ABSTRACT

Since its mainstreaming in the 1990s, the effectiveness of the gender and development paradigm has been highly debated, but not directly in relation to its epistemological implications. Beyond assuming the relevance of promoting gender equality internationally, no systematic discussion emerged around how gender practitioners should account for local belief and knowledge systems in gender analysis, theorisation and sensitisation. This chapter undertakes to scrutinise the Gender and Development paradigm in relation to non-western religious contexts, applying a critical lens to its deeper metaphysical assumptions of humanity and gender. It traces these metaphysics to western societies’ experience with ‘religion’ and subsequent enlightenment thinking and secularisation and argues that this historical grounding deems some of its assumptions irrelevant or unhelpful in these contexts.
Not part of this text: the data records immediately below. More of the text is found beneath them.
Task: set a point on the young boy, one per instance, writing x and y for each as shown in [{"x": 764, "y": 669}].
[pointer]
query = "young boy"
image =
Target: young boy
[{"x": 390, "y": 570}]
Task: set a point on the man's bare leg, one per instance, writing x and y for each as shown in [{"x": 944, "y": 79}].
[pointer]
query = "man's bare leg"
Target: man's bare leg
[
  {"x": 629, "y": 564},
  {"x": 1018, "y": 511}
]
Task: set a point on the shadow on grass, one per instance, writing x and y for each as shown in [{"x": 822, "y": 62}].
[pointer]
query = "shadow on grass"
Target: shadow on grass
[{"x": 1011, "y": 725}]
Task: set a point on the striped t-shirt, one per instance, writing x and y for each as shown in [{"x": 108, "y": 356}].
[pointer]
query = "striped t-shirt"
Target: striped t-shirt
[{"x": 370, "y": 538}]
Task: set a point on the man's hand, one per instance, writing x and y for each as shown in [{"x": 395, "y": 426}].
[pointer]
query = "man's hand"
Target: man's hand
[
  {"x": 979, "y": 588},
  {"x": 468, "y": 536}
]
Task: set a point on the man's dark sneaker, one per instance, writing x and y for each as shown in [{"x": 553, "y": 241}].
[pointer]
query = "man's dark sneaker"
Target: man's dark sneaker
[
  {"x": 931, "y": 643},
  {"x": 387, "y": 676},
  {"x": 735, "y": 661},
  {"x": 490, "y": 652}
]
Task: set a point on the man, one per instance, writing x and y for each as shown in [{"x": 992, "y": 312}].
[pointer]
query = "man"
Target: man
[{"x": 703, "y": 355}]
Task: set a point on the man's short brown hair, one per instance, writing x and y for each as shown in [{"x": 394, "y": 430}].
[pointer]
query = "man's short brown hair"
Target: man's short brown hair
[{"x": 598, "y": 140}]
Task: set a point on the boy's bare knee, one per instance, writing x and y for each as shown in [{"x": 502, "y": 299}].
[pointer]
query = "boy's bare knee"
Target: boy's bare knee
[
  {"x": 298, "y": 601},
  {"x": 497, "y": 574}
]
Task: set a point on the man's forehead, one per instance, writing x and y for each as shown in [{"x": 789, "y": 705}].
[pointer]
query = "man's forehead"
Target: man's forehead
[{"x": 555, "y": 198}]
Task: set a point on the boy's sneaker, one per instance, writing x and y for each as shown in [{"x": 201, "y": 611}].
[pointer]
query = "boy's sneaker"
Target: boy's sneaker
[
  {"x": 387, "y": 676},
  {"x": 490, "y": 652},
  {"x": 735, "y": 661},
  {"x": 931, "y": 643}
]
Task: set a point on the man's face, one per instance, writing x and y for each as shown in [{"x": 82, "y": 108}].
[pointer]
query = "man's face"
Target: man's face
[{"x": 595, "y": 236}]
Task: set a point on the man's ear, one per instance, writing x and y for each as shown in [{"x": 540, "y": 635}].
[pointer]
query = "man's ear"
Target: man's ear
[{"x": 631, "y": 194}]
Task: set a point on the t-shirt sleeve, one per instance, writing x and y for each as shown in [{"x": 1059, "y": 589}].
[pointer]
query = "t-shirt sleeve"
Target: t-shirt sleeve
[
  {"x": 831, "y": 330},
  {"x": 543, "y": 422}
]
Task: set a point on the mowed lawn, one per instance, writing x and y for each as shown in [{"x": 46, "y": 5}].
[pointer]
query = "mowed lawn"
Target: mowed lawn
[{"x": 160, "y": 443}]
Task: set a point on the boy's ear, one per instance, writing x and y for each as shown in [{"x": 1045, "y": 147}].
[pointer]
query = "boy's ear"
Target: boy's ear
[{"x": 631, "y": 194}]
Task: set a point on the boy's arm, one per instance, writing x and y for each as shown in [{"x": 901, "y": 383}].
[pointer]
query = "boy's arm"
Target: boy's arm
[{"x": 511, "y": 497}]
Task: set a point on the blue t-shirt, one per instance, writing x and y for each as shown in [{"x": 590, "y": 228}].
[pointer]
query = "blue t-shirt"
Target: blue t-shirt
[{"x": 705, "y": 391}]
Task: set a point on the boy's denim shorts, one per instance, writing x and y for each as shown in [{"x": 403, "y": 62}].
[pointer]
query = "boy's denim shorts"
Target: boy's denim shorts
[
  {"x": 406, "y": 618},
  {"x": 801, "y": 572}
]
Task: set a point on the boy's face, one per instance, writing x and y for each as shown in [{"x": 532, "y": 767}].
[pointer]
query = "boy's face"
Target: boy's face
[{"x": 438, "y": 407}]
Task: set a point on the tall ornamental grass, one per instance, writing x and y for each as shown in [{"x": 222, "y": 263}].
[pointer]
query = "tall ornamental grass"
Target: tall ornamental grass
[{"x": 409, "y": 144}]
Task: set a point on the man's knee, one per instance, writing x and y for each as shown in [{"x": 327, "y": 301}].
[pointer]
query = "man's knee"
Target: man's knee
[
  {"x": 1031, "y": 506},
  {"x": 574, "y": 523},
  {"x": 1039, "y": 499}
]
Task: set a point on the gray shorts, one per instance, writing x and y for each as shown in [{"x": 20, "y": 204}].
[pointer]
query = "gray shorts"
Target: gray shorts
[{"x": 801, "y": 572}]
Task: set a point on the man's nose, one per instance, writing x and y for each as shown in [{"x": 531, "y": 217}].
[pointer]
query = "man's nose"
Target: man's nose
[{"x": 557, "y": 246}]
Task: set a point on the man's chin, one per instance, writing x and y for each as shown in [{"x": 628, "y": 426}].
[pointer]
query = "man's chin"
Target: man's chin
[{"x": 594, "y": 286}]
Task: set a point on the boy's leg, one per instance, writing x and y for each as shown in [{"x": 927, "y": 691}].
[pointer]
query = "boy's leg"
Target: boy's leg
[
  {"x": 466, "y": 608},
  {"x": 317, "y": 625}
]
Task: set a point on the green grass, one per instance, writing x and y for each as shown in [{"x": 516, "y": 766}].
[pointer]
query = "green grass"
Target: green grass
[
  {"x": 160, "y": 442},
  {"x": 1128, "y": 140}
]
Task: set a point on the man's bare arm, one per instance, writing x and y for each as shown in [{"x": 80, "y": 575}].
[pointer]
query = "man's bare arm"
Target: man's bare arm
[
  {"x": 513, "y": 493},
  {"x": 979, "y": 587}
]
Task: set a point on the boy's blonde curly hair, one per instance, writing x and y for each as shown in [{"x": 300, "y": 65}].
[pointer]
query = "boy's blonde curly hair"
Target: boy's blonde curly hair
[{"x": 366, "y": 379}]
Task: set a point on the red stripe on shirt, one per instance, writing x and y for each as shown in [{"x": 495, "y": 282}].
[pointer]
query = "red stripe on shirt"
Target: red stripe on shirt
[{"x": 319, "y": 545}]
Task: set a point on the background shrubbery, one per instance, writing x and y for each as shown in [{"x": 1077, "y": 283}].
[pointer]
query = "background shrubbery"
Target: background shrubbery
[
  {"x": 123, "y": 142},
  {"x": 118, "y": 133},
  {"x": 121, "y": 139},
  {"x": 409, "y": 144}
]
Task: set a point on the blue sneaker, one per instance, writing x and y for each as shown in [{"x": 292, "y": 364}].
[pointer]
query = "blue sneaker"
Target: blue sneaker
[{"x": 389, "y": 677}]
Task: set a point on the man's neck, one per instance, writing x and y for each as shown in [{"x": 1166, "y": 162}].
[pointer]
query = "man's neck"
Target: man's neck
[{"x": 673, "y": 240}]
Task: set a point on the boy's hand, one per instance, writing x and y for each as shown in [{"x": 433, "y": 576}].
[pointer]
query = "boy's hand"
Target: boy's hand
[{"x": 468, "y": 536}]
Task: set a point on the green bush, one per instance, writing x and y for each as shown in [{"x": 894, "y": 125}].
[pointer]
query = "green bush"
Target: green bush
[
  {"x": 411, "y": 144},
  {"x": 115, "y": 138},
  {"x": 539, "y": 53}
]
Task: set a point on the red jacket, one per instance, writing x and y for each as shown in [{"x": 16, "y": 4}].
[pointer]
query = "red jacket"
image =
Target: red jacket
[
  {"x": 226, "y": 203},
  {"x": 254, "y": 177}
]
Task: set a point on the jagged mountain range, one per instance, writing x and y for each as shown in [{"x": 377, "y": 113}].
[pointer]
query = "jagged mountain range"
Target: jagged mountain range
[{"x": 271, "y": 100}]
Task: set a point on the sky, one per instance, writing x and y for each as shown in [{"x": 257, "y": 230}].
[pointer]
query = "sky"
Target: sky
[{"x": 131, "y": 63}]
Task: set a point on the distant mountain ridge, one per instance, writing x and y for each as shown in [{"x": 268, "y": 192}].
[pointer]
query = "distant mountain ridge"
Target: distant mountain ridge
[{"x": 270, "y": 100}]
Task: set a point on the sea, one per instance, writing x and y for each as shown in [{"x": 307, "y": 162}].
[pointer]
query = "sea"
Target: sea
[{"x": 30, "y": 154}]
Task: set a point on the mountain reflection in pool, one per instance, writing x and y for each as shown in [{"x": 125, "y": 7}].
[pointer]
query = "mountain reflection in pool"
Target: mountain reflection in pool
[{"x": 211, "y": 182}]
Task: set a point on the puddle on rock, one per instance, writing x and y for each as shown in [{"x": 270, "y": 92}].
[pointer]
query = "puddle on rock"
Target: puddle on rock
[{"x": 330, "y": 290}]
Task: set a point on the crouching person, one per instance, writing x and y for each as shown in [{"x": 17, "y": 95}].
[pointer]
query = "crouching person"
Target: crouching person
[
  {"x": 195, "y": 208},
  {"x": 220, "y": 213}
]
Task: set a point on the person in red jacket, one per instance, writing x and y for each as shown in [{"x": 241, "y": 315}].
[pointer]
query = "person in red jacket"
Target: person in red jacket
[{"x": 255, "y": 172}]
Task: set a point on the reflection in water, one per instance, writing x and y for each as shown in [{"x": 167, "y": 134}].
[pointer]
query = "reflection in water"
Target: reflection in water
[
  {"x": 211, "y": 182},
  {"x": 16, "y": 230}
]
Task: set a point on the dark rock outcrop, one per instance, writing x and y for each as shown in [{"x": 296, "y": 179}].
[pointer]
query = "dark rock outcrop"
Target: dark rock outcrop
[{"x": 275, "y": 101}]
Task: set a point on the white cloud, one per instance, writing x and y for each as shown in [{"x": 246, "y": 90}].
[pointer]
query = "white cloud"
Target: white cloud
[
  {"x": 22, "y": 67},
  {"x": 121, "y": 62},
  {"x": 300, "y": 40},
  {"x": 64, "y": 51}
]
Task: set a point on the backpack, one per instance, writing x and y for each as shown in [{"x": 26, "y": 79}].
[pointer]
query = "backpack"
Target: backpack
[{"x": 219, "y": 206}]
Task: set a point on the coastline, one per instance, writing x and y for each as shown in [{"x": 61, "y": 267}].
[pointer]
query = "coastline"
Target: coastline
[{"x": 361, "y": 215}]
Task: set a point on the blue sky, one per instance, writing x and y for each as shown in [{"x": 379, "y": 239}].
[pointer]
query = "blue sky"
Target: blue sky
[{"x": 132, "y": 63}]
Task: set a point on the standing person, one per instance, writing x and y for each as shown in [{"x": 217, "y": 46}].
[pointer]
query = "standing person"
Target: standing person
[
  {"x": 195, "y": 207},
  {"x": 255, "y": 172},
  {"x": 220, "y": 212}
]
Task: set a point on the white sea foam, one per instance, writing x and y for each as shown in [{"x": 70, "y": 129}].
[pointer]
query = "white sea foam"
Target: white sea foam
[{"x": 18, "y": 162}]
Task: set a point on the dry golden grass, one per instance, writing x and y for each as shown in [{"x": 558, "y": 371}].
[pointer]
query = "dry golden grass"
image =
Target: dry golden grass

The second section of this chapter shifts attention to the Gender-based Violence paradigm that has been uncritically universalised and problematises its implicit western assumptions about gender and ‘religion’, as well as its neglect for intergenerational and psychological parameters of violence in the explanation of intimate partner violence. The chapter builds on post-colonial and other critical works from Africa to suggest a decolonial approach to gender-sensitive research and practice that recognises the possible gendered dimensions of local issues, including intimate partner violence, without assuming their aetiologies in universalist terms as dictated by western epistemology.